A software-defined architecture and prototype for disaggregated memory rack scale systems
Abstract
Disaggregation and rack-scale systems have the potential of drastically increasing TCO and utilization of cloud datacenters, while maintaining performance. In this paper, we present a novel rack-scale system architecture featuring software-defined remote memory disaggregation. Our hardware design and operating system extensions enable unmodified applications to dynamically attach to memory segments residing on physically remote memory pools and use such remote segments in a byte-addressable manner, as if they were local to the application.
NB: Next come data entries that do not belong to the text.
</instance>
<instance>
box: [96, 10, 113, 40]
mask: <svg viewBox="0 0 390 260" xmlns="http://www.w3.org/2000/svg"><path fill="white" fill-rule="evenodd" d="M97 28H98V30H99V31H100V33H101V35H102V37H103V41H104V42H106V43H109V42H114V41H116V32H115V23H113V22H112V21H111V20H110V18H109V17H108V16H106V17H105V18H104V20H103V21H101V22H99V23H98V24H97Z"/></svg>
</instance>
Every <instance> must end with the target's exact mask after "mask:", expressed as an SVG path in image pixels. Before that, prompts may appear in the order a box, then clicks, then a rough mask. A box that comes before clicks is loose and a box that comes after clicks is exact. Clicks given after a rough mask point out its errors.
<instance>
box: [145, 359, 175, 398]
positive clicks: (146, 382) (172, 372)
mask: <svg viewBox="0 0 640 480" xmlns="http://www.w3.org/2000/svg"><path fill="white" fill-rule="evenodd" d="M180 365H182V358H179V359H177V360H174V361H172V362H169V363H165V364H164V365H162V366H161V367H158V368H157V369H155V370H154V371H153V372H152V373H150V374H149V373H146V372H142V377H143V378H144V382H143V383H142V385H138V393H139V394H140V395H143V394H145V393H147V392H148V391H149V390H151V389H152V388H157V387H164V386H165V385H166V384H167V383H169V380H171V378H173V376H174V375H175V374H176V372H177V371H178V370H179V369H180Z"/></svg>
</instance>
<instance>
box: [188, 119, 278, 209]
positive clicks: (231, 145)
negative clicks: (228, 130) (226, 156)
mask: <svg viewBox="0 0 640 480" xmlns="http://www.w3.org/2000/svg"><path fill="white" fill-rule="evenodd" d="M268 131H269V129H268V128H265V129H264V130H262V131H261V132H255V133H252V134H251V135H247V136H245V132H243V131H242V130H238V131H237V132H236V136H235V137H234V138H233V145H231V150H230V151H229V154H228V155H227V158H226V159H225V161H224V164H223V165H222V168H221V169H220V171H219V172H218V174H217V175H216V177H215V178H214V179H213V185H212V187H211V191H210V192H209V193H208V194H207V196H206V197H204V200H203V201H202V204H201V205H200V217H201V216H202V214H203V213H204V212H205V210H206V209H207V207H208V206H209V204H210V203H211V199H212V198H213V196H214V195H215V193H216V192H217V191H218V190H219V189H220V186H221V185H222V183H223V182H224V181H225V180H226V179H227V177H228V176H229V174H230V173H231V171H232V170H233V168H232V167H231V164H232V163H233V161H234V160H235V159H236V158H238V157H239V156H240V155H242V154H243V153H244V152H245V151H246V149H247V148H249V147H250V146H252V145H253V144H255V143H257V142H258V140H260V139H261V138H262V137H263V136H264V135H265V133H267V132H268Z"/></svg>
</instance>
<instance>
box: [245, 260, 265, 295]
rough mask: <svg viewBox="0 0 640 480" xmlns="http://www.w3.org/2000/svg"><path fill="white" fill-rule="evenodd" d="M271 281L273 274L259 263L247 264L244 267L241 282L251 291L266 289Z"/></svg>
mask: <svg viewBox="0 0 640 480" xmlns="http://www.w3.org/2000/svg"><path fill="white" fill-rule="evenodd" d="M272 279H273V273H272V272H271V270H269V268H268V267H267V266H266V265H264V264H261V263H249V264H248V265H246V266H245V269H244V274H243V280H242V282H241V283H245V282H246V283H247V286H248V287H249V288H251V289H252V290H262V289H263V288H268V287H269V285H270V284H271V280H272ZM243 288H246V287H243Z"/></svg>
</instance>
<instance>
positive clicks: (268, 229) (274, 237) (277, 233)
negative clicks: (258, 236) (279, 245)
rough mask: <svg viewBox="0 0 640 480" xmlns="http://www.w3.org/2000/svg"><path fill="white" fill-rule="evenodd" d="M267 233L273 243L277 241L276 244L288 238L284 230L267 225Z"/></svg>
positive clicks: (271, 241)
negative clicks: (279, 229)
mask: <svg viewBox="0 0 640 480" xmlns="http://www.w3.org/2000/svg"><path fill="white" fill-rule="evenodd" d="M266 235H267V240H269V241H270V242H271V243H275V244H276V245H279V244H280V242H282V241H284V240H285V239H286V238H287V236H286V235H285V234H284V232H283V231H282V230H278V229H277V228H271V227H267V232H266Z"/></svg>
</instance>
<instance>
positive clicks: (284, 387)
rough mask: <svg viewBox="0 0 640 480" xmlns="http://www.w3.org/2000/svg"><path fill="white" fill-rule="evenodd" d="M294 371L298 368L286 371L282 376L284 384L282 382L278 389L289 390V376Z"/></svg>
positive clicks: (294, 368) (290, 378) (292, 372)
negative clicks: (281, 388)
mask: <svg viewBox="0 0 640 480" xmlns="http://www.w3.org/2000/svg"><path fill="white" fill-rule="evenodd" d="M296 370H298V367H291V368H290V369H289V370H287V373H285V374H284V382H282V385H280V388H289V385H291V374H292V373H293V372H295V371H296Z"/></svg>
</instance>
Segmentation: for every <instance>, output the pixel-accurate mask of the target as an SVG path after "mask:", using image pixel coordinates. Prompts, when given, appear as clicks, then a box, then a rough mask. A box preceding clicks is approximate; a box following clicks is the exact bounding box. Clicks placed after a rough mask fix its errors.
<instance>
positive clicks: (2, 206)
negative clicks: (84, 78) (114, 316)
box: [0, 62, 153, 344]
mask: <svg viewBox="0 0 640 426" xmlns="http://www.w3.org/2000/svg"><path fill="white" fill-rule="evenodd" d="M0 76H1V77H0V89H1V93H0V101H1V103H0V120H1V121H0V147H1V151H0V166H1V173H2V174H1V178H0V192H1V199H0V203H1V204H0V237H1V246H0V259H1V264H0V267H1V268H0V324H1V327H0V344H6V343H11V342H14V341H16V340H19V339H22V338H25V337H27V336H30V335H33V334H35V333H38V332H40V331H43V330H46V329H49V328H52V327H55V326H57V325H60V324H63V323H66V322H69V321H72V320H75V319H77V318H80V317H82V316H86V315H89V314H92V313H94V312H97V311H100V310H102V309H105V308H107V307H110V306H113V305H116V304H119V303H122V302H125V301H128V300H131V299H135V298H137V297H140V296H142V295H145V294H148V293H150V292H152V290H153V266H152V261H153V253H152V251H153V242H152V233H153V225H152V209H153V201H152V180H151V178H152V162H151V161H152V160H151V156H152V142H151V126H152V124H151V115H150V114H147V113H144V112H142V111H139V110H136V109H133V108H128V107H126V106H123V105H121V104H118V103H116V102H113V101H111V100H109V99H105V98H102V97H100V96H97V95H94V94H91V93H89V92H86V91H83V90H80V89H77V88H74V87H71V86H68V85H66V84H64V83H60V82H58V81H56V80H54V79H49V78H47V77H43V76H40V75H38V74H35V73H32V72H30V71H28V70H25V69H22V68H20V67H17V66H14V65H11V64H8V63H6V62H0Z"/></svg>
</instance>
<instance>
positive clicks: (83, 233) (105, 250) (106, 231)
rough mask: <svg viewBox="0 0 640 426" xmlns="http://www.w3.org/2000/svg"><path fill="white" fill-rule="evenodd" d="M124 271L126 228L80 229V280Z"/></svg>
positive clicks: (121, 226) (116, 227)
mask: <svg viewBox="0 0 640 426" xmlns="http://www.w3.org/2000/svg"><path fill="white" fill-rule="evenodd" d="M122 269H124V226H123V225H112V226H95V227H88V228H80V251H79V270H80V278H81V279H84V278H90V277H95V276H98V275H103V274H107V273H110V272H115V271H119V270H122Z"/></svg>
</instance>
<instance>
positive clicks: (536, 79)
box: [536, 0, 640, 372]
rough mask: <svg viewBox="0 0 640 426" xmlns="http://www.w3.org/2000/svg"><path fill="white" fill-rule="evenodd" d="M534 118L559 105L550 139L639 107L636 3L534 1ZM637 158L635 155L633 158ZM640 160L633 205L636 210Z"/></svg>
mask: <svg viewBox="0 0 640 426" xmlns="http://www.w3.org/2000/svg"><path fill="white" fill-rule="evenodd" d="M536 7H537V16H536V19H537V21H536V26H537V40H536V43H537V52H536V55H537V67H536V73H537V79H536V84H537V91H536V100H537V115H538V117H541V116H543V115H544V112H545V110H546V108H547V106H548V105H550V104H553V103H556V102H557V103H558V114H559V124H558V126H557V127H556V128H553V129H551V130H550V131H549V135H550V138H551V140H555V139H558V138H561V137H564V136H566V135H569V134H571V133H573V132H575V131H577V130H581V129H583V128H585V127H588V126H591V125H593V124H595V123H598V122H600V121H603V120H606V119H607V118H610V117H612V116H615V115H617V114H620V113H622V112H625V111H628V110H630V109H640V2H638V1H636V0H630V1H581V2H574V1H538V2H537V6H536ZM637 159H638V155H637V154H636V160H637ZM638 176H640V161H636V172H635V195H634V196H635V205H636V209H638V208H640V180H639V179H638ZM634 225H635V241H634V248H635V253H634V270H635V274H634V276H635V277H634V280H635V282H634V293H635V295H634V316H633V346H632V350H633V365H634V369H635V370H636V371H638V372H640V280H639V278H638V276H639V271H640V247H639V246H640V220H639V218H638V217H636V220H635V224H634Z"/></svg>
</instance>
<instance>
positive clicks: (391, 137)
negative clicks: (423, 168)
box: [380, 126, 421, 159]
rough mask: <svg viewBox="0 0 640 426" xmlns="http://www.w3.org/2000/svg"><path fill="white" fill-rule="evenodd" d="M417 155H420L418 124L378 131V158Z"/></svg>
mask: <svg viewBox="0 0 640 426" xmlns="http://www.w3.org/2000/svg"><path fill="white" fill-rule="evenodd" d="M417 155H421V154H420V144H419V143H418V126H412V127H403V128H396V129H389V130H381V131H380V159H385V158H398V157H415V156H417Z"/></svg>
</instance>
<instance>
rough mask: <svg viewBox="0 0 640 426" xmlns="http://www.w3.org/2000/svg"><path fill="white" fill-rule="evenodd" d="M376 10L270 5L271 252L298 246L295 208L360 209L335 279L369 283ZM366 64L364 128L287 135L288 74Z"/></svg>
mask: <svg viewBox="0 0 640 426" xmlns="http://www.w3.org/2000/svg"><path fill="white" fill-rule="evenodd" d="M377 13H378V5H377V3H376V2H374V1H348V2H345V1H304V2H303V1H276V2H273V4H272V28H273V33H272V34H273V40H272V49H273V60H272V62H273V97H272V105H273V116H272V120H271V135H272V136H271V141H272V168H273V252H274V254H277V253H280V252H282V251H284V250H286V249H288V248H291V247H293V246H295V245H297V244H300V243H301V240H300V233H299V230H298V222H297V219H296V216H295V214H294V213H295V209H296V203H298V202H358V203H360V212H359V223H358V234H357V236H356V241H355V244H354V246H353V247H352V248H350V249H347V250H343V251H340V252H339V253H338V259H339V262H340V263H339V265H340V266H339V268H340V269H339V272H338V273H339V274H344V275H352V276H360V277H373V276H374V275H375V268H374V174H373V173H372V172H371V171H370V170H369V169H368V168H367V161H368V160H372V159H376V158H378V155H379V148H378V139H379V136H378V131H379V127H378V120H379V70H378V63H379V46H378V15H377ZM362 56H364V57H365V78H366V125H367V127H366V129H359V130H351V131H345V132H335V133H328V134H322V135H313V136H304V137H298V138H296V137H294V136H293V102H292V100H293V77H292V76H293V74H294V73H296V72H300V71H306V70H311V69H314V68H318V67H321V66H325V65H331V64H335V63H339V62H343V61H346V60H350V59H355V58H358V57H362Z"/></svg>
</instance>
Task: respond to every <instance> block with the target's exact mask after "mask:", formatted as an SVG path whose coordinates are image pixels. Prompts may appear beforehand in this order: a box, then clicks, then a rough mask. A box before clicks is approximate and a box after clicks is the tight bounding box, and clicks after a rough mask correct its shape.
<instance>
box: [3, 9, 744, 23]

Our system features also a control plane that automates software-defined dynamic matching of compute to memory resources, as driven by datacenter workload needs. We prototyped our system on the commercially available Zynq Ultrascale+ MPSoC platform. To our knowledge, this is the first time a software-defined disaggregated system has been prototyped on commercial hardware and evaluated through industry standard software benchmarks. Our initial results-using benchmarks that are artificially highly adversarial in terms of memory bandwidth-show that disaggregated memory access exhibits a round-trip latency of only 134 clock cycles; and a throughput penalty of as low as 55%, relative to locally-attached memory. We also discuss estimations as to how our findings may translate to applications with pragmatically milder memory aggressiveness levels, as well as innovation avenues across the stack opened up by our work.